The announcement said that the U.S. Attorney’s Office has received dozens of inquiries from veterans who worked for other city agencies, prompting the expansion of the investigation.

The Justice Department filed this suit in August on behalf of current and retired NYPD officers who have performed active military service since Sept. 11, or who will do so in the future. According to the complaint, the City unlawfully calculates the pensionable earnings of NYPD officers called to active military duty by relying exclusively on their base pay rate, instead of including the overtime or night shift differential compensation they would have earned had they not been on active military duty, as required by USERRA. As a result, service members are being deprived of pension benefits they would have been reasonably likely to receive, but for their military service.

For more information on the suit, see my previous post.

DOL Settles Discrimination Complaints Against Two Federal Contractors

Two recent reminders from the U.S. Department of Labor that if you do business with the federal government, it will hold your feet to the fire if there is evidence you’ve not given minorities and women fair opportunity at being hired.

The department’s Office of Federal Contract Compliance Programs announced that Meyer Tool Inc. Meyer Tool Inc. has agreed to settle allegations of hiring discrimination on the basis of race involving 60 African-American applicants who were rejected for entry-level machinist positions at the company’s manufacturing plant in Cincinnati. Under the terms of the agreement, Meyer Tool will pay $325,000 to the 60 applicants and extend job offers to at least 11 members of the original class as positions become available.

In the second settlement, Minnesota-based Lund Boat Co. and its parent company Brunswick Corp. settles allegations that the companies systematically discriminated against women who applied for entry-level positions at Lund’s boat manufacturing plant in New York Mills, Minn.  Under the terms of a consent judgment approved by the department’s Office of Administrative Law Judges, Brunswick and Lund have agreed to pay $295,000 in back wages and interest to 185 female job applicants who were rejected for employment.
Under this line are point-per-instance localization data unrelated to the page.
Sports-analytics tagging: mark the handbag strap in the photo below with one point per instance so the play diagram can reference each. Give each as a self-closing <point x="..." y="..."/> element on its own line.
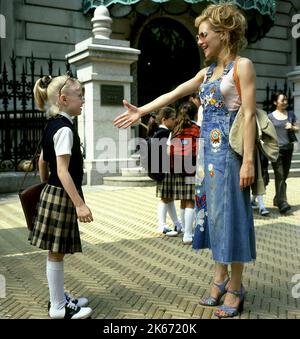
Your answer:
<point x="236" y="79"/>
<point x="31" y="162"/>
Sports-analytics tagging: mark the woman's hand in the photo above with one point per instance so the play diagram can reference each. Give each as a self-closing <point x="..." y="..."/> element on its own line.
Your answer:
<point x="288" y="125"/>
<point x="247" y="175"/>
<point x="84" y="214"/>
<point x="130" y="117"/>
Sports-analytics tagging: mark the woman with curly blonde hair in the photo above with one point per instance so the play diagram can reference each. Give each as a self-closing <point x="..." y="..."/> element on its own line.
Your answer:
<point x="224" y="218"/>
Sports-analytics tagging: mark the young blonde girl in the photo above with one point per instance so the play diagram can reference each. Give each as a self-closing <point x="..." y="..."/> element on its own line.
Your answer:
<point x="61" y="202"/>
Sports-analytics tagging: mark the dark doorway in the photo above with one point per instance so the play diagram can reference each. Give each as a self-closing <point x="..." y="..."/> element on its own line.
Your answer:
<point x="169" y="56"/>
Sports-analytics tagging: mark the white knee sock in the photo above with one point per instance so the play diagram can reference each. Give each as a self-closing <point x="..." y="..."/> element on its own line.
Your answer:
<point x="182" y="217"/>
<point x="162" y="213"/>
<point x="188" y="223"/>
<point x="260" y="201"/>
<point x="55" y="276"/>
<point x="172" y="212"/>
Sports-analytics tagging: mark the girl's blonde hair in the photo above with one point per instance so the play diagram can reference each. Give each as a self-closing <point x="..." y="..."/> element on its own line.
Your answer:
<point x="47" y="91"/>
<point x="229" y="20"/>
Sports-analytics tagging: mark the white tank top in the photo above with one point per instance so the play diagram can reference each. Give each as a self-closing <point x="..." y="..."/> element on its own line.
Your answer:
<point x="229" y="91"/>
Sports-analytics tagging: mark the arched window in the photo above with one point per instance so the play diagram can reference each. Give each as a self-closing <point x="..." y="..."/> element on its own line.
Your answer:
<point x="169" y="56"/>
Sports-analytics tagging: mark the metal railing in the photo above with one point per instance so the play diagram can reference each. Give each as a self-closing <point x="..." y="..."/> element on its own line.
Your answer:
<point x="21" y="124"/>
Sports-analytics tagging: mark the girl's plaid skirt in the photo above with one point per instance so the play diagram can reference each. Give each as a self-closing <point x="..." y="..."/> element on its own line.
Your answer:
<point x="177" y="187"/>
<point x="55" y="226"/>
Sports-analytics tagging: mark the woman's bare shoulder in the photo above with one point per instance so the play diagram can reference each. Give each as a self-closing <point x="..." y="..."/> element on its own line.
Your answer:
<point x="201" y="74"/>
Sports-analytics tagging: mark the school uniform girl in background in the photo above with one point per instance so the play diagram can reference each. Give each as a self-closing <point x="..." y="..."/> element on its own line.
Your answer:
<point x="160" y="126"/>
<point x="183" y="153"/>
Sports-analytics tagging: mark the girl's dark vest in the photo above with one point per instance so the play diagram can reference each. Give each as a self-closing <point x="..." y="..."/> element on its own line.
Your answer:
<point x="76" y="160"/>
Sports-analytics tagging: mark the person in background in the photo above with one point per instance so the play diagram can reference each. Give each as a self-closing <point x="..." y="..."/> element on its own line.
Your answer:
<point x="184" y="137"/>
<point x="284" y="122"/>
<point x="160" y="126"/>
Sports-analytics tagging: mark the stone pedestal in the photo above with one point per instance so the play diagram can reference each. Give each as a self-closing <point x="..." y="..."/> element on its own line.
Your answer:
<point x="103" y="67"/>
<point x="294" y="76"/>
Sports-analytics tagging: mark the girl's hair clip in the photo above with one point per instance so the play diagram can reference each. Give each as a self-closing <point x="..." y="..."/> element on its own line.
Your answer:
<point x="45" y="81"/>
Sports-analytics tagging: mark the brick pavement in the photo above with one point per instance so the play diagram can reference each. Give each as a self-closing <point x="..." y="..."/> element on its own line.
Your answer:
<point x="128" y="271"/>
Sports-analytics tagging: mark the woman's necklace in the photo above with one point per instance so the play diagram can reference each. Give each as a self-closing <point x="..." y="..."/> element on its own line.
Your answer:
<point x="279" y="115"/>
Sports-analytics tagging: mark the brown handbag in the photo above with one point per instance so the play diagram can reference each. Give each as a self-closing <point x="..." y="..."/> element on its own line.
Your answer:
<point x="29" y="198"/>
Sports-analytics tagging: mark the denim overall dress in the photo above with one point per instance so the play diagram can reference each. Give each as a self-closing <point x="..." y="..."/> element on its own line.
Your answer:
<point x="224" y="218"/>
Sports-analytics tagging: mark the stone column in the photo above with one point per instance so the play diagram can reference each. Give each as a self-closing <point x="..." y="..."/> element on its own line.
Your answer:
<point x="295" y="77"/>
<point x="103" y="66"/>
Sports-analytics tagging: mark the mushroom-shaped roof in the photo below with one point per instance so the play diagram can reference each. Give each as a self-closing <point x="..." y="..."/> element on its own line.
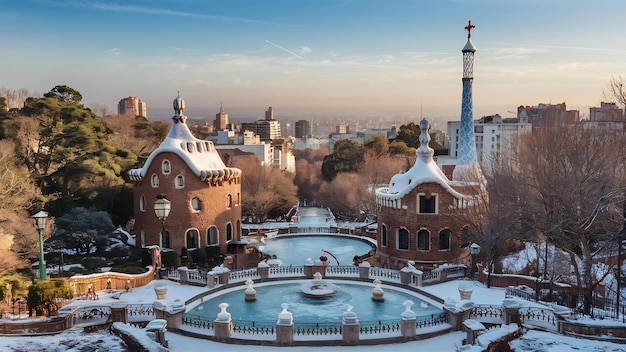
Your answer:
<point x="425" y="170"/>
<point x="199" y="155"/>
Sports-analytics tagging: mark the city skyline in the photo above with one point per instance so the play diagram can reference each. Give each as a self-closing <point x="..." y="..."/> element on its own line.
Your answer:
<point x="336" y="57"/>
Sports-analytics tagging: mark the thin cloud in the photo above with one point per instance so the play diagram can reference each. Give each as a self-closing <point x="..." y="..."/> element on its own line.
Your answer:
<point x="104" y="6"/>
<point x="286" y="50"/>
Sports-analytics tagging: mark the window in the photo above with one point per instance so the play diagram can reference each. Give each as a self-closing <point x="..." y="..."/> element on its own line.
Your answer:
<point x="383" y="236"/>
<point x="180" y="181"/>
<point x="444" y="239"/>
<point x="192" y="239"/>
<point x="229" y="232"/>
<point x="403" y="239"/>
<point x="195" y="203"/>
<point x="427" y="205"/>
<point x="212" y="238"/>
<point x="165" y="239"/>
<point x="166" y="167"/>
<point x="423" y="240"/>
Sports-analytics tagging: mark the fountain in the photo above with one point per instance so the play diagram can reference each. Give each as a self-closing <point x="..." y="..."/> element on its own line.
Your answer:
<point x="317" y="288"/>
<point x="377" y="292"/>
<point x="250" y="293"/>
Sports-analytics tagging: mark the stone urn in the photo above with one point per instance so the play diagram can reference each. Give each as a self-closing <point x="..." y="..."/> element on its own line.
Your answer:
<point x="161" y="292"/>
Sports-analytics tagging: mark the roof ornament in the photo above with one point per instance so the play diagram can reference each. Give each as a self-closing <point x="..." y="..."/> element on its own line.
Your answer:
<point x="469" y="28"/>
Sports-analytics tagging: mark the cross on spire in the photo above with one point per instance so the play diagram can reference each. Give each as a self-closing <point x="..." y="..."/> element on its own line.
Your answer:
<point x="469" y="28"/>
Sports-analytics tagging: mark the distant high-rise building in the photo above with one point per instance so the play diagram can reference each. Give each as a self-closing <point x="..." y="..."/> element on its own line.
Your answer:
<point x="132" y="106"/>
<point x="267" y="130"/>
<point x="221" y="120"/>
<point x="342" y="128"/>
<point x="547" y="115"/>
<point x="269" y="114"/>
<point x="607" y="112"/>
<point x="303" y="129"/>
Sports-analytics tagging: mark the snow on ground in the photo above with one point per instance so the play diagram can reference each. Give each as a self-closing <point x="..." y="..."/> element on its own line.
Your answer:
<point x="75" y="340"/>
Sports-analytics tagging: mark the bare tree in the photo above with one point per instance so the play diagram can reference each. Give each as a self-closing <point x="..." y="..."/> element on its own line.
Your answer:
<point x="568" y="177"/>
<point x="18" y="237"/>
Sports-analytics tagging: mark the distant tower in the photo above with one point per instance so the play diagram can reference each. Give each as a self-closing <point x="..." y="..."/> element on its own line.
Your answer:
<point x="467" y="168"/>
<point x="221" y="119"/>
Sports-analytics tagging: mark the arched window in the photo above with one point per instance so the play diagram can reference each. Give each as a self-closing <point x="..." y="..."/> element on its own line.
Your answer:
<point x="195" y="203"/>
<point x="212" y="238"/>
<point x="403" y="239"/>
<point x="423" y="240"/>
<point x="192" y="239"/>
<point x="180" y="181"/>
<point x="165" y="239"/>
<point x="229" y="232"/>
<point x="166" y="168"/>
<point x="383" y="236"/>
<point x="444" y="239"/>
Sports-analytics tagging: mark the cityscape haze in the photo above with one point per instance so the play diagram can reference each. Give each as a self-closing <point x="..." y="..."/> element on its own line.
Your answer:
<point x="315" y="59"/>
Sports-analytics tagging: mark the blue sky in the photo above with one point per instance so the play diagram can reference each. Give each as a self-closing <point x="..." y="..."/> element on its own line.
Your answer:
<point x="389" y="56"/>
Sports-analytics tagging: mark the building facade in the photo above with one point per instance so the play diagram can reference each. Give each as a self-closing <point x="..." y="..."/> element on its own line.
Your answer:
<point x="420" y="214"/>
<point x="302" y="129"/>
<point x="132" y="106"/>
<point x="205" y="195"/>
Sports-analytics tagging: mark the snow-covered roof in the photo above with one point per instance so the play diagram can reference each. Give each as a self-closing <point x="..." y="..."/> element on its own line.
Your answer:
<point x="200" y="156"/>
<point x="425" y="170"/>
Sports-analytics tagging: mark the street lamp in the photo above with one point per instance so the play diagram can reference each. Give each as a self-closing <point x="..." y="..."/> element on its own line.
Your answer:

The companies will also extend job offers to at least 27 women in the original class as general laborer positions open.

These particular settlements fall under Executive Order 11246, which forbids discrimination against minorities and women. But the OFCCP also enforces Section 503 of the Rehabilitation Act of 1973, which requires affirmative action for persons with disabilities, and the Vietnam Era Veterans Readjustment Assistance Act, which prohibits discrimination because a person is a veteran.